The stage presence of bass-baritone Ryan Speedo Green (who hails from Suffolk, Virginia) impressed audience members as he appeared on stage as Escamillo the bullfighter on a white horse and sang with verve the famous “Toreador Song.”
Soprano Vanessa Vasquez performed beautiful and poignant arias as Micaëla, the earlier and now rejected love interest of Don José.
Even those unfamiliar with opera likely know some of the melodies of “Carmen,” and the excellent conducting of Evan Rogister maintained a wonderful balance between Spanish and Romani music crafted by Bizet and the more traditional opera/symphonic sound of the opera house.

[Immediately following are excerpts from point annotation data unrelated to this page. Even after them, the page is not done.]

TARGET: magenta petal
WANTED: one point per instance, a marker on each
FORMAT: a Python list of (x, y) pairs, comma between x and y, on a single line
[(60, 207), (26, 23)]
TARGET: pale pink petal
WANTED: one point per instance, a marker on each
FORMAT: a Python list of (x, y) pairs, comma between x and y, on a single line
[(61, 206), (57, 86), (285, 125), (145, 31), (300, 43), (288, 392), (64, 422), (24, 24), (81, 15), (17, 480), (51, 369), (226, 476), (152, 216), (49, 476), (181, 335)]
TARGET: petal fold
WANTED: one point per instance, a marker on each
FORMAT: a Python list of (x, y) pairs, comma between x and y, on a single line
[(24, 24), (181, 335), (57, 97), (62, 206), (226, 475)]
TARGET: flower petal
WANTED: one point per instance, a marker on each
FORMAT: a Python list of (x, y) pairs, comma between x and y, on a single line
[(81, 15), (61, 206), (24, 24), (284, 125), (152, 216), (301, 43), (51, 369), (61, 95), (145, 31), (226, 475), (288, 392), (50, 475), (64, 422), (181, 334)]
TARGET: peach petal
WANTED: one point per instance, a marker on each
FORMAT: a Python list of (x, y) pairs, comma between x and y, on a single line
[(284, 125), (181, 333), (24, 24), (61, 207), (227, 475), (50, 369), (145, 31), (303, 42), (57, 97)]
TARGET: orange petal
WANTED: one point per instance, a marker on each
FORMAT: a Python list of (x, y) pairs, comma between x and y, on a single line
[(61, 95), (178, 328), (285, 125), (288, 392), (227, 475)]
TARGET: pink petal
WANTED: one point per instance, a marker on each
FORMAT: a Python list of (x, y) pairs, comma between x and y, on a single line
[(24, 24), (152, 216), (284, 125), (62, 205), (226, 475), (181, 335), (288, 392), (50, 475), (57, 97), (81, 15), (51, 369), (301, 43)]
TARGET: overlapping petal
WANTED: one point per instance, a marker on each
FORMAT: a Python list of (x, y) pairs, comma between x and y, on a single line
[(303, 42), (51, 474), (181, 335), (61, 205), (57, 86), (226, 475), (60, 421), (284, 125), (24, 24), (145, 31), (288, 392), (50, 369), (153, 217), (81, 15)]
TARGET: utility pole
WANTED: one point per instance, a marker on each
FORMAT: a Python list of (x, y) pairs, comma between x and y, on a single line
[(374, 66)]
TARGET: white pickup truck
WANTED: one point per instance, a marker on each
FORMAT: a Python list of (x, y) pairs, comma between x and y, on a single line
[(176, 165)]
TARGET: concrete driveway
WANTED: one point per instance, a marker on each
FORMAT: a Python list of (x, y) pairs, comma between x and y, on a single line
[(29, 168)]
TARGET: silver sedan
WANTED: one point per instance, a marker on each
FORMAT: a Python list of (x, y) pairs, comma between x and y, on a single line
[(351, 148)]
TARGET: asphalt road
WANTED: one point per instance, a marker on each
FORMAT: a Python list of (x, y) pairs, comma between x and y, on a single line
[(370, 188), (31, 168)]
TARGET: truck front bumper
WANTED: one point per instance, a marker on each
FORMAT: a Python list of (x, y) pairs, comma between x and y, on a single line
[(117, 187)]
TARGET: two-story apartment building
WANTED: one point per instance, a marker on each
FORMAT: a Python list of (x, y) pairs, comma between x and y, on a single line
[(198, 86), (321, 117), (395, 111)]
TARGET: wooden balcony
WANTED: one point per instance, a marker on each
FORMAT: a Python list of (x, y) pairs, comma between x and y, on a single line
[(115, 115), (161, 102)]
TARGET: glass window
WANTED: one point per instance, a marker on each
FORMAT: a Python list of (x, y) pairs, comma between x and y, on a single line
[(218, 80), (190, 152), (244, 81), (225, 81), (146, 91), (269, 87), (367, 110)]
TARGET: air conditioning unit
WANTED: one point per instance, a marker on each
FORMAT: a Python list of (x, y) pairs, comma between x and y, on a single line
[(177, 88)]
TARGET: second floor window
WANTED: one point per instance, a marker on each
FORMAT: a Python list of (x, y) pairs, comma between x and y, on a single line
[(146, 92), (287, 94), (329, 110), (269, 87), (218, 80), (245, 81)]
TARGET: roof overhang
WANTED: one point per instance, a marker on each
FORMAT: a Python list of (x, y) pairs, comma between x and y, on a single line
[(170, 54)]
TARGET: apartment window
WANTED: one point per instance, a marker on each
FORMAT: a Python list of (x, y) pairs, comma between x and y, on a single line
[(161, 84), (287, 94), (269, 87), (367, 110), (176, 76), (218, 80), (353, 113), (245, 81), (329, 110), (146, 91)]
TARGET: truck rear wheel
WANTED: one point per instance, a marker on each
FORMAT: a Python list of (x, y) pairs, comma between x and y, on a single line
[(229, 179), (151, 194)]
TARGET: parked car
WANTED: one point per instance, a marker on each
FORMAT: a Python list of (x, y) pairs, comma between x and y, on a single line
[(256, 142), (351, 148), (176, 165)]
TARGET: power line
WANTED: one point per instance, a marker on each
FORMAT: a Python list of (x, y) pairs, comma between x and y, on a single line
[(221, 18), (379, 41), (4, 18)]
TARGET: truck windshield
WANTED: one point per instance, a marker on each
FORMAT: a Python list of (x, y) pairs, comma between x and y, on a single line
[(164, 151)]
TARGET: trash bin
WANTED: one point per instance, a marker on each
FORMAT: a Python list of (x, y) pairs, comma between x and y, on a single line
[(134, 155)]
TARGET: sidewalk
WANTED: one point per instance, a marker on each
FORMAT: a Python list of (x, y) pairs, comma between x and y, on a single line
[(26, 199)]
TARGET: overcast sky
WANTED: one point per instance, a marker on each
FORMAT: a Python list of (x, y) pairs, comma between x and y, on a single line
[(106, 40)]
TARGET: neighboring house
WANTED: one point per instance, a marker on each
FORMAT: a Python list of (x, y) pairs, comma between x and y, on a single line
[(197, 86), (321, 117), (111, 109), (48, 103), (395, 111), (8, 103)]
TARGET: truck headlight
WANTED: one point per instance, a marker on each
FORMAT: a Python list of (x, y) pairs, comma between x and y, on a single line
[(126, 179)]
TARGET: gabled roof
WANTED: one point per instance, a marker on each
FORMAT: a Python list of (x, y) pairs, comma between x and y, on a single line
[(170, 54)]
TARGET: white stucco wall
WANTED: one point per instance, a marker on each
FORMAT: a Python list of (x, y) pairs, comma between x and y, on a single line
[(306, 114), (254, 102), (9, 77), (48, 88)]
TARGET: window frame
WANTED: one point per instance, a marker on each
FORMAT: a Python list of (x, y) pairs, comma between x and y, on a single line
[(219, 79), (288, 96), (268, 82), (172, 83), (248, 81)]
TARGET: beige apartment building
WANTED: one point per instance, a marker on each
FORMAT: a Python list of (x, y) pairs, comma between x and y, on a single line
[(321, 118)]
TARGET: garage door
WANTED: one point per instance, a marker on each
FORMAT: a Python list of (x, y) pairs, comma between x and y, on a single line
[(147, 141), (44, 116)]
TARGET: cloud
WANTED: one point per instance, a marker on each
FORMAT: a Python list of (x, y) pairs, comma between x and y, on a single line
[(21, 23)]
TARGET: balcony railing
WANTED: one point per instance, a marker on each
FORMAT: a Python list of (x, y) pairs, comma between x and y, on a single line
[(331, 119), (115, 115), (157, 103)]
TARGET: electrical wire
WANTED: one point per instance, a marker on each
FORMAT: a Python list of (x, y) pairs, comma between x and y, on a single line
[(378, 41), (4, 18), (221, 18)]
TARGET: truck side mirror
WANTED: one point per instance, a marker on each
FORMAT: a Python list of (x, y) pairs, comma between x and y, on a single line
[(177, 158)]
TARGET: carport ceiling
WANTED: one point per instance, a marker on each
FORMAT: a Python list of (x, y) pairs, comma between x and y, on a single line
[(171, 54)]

The sets by Tanya McCallin were possibly the most unusual element, as they were simple, indescript walls, at times representing the exterior of a cigarette factory, Lillas Pastia’s tavern, a hideaway in the mountains, and the outside of a bullfighting arena.
The simplicity of sets allowed for easy transitions between scenes but perhaps also encouraged the audience to exercise their imaginations. There is plenty of colorful pageantry as the opera rushes towards the tragic close of Act IV, with the colorful costumes and banners associated with the bullfight.
Lighting designers Paule Constable and Justin A. Partier must also come in for praise, as they added a nice moment at the beginning in which Don José is seen (through the suggestion of light, silhouette, and opaque curtain) meeting his tragic end, surrounded by guards.
Subtitles were put together by the San Francisco Opera Association, rendering the original French into modern English so that the production would be broadly accessible to the audience.
For those who missed “Carmen,”, the Washington National Opera has some excellent operatic works on offer later this year,including Verdi’s “Il Trovatore” (a tale of witchcraft) and Richard Strauss’ “Elektra” (centering around the daughter of the ancient Greek king Agamemnon of Trojan War fame).
As some of the WNO productions are minimalist like “Carmen” and others are highly ornate like the company’s “Tosca” of recent years, the audience will always be left in suspense as to which direction these future productions will take.